Less a blog, more an end of term report.
We’re embarking on new ground under the Presidency of Cyprus, having been able to tick off four elements of the Structural and Cohesion Funds regulations – provisions on revenue generation, financial engineering, thematic concentration and the performance framework. This block was agreed at General Affairs Council in Luxembourg on 26 June, with the usual caveat that ‘nothing is agreed till everything is agreed’.
Commissioner Hahn was quite bullish about prospects for progress under the Cyprus Presidency when he briefed Regional Office representatives recently on progress and his prognosis for Structural and Cohesion Funds. He was expecting Cyprus to continue the good work of Denmark. He suggested that a final deal on funding was possible by the end of the year. He anticipated the European Parliament’s Regional Development Committee adoption of their position on 11 July as helpful in moving the debate forward. In the event, it took the committee quite a marathon session to reach consensus but there is now a Regional Development Committee mandate for the EP rapporteurs for negotiations with the Council – welcomed by the Committee of the Regions and presented to an unsuspecting public by Danuta Hubner, Chair of the Committee this afternoon. Read more on line.
DG Regio seem open to suggestions on programming and increased harmonisation of the funds. Interestingly, the Commission also appeared to support the UK plea for greater harmonisation made during GAC and with support from other key member states. We’re keeping the pressure up by briefing MEPs. Mr Neil met George Lyon and we have had a number of conversations with MEP assistants.
Hahn warned that the Commission would strongly resist any dilution of thematic concentration (beyond perhaps opening up to ICT and Sustainable Urban Transport), proposals to relax rules around support for large infrastructure projects, any weakening of performance criteria and would oppose any moves to continue the ‘misuse’ of FEIs – ‘parking of funds’ to achieve n+2 and presumably accrue interest in some cases with no funds transferring to final recipients. He saw transition regions as integral to the Commission’s new approach to cohesion. He was strong on growth and reflected that recent elections might indicate some shift in that direction.

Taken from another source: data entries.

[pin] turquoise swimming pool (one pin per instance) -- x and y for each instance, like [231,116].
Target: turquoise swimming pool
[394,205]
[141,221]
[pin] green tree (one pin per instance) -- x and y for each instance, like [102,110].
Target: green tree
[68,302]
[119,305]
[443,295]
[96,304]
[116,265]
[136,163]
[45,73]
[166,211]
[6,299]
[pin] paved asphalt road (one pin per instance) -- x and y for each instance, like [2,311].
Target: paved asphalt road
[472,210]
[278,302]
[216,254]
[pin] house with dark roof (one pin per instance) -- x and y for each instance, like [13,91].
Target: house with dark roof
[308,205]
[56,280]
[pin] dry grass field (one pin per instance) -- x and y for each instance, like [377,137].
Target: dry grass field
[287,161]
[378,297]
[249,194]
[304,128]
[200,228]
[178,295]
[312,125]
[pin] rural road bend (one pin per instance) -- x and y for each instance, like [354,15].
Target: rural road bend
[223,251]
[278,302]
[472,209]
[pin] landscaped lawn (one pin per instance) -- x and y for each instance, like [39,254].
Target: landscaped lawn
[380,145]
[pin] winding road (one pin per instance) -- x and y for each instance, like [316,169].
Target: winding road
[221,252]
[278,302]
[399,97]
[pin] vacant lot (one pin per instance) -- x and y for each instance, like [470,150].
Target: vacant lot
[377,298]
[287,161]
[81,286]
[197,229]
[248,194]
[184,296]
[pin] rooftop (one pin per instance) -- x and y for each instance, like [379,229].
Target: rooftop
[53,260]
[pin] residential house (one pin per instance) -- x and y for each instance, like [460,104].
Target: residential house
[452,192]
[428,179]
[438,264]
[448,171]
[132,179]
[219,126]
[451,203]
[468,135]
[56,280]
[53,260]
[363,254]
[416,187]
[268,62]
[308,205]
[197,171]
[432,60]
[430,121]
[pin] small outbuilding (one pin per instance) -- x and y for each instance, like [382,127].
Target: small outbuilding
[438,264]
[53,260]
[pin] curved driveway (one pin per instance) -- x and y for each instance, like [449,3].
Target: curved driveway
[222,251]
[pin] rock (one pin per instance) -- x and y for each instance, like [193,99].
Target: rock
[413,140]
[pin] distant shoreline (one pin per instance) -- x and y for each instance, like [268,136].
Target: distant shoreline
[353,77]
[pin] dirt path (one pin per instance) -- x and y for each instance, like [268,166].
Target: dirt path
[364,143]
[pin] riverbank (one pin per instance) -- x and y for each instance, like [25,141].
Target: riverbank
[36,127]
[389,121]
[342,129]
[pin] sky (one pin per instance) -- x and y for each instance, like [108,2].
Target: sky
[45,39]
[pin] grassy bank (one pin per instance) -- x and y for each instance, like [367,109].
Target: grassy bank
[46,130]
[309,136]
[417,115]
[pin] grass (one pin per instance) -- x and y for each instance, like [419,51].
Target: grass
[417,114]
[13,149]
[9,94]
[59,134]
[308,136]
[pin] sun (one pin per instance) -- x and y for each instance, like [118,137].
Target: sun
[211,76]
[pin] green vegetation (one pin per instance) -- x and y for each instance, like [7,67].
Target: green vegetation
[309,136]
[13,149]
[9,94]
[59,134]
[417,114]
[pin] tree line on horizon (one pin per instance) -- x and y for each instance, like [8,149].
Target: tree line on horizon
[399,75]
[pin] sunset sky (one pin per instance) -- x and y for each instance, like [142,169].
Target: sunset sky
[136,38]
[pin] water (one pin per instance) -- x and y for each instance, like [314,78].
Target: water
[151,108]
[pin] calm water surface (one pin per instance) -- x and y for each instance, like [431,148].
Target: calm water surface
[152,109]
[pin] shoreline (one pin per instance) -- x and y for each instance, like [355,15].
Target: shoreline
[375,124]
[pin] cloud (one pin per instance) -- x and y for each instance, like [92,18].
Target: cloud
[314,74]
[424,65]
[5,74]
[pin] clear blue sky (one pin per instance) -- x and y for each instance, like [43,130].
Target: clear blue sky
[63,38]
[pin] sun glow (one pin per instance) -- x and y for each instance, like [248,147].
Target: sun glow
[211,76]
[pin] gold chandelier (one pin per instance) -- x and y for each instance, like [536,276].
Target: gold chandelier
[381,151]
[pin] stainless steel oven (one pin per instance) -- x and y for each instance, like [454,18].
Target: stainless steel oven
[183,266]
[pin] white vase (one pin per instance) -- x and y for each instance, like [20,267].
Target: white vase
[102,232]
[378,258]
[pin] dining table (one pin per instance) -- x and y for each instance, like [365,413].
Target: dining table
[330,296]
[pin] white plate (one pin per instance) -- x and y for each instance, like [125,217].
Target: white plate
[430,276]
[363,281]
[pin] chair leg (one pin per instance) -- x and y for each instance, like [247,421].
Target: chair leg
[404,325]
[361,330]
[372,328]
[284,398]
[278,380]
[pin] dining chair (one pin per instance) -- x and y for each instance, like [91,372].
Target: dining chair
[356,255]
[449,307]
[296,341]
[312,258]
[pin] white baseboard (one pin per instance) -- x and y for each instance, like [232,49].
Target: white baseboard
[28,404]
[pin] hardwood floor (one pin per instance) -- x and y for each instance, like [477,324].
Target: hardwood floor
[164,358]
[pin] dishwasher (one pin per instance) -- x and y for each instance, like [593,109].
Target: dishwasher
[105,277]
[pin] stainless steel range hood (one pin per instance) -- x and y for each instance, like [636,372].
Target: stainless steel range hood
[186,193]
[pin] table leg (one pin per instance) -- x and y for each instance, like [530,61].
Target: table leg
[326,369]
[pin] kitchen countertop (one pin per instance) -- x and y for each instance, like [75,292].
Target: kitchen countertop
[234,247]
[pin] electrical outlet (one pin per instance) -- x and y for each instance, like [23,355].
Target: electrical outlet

Hahn is also keen to pursue negotiations with member states on partnership agreements in parallel with the Council consideration of the Regulations and the MFF. The Commission should be issuing their Country position papers before the summer break. Regions should ensure that they are engaged and contribute to OP development – so get your pencils sharpened.
More to come on a new set of negotiating blocks in the Structural Actions Working Group and a proposed read-through of much of the draft Regulation on Territorial Cooperation. Helpful recognition, I think, that ETC is different. The advent of a separate regulation is welcome and ensuring that it is relevant and caters appropriately for this type of programme makes sense.
On a separate but related matter, Aileen McLeod MSP presented the EER Committee findings on HORIZON 2020 in Brussels yesterday. Not quite my domain but she made a number of relevant points. We’re good at turning (often Structural Funds) money into research but do less well at turning research into money. Bit of a challenge then for our new programmes. Greater SME involvement, asking more of the business sector and contributing to EU2020 objectives of smart, sustainable and inclusive growth.
More soon – but must dash. So many beers, and so little time.
What are your views on the push for harmonisation across the funds?
What is your organisation doing to lobby at a European level?
Is there anything we can do to help?